Yuri : Ja. Gedurende de jaren ’90 heeft de Revolutie een zeer bijzonder ogenblik beleefd, een zeer moeilijke periode voor de cubaanse economie, zeer moeilijk, een periode van overleven, zeer ingewikkeld. Deze toestand gaf aanleiding tot een reeks maatregelen, tot flexibiliteit, want er was geen alternatief. Vandaag is de toestand anders. Cuba ontwikkeld zich economisch. Het huidige herzieningsproces is belangrijk om veel bestaande afwijkingen recht te zetten, veel moeilijkheden die bestaan. Tijdens het Congres van de Partij zijn deze hervormingen in richtlijnen gegoten, na discussies wijk per wijk, persoon per persoon.

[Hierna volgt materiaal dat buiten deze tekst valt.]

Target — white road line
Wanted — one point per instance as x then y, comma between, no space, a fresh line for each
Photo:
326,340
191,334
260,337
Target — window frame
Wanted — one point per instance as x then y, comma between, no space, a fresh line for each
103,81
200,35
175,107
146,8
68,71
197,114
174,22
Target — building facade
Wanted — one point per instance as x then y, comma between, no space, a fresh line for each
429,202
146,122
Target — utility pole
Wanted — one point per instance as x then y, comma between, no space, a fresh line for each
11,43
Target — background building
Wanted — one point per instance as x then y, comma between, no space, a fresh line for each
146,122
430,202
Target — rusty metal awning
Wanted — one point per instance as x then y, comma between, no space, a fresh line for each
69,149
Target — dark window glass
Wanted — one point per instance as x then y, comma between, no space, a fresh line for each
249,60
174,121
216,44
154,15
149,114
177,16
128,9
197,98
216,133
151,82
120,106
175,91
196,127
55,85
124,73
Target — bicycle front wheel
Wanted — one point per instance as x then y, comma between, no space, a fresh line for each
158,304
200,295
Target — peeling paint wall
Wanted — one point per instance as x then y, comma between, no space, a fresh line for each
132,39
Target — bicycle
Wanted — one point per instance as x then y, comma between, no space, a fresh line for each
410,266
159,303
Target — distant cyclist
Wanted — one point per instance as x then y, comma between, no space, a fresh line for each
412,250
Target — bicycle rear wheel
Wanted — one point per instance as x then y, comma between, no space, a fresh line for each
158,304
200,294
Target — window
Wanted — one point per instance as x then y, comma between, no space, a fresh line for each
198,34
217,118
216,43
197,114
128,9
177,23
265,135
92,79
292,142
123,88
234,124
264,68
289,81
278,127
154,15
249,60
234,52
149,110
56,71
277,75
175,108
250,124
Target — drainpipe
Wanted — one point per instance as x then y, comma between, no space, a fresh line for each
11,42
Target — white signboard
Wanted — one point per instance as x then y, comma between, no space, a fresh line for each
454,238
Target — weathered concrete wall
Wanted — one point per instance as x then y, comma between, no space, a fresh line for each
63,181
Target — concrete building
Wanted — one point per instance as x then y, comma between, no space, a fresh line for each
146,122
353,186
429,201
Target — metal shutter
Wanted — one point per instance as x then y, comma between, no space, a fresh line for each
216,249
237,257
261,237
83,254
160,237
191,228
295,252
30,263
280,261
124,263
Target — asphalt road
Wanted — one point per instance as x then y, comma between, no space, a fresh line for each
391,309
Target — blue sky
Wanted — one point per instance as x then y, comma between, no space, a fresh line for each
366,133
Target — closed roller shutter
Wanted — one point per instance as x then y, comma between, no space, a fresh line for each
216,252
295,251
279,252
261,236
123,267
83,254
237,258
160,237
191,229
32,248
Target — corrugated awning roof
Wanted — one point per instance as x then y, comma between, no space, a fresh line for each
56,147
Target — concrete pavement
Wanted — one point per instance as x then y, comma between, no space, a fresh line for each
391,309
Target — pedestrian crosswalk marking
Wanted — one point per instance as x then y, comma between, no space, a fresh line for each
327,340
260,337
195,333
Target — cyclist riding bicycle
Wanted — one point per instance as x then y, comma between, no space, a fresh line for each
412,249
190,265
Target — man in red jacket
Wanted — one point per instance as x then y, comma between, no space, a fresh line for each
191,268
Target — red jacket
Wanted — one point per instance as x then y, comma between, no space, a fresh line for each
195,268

Deze wijzigingen in de cubaanse samenleving zijn duidelijk de wil van het volk. Na de raadpleging van de bevolking zijn 70% van de voorstellen aangepast, wij spreken hier echt over de wil van het volk dezer dagen in uitvoering.

Want de onstandigheden zijn nu verschillend, want de ontwikkeling laat het toe, omdat wij de mogelijkheid hebben aldus verder te gaan. Men moest belangrijke maatregelen invoeren, men moest de toestand overschrijden om de verderzetting van de Revolutie te verzekeren. Men moest ook, spijtig genoeg, rekening houden met het feit dat de historische figuren tijdens de komende jaren zullen verdwijnen, daarin moet we objectief en realist zijn.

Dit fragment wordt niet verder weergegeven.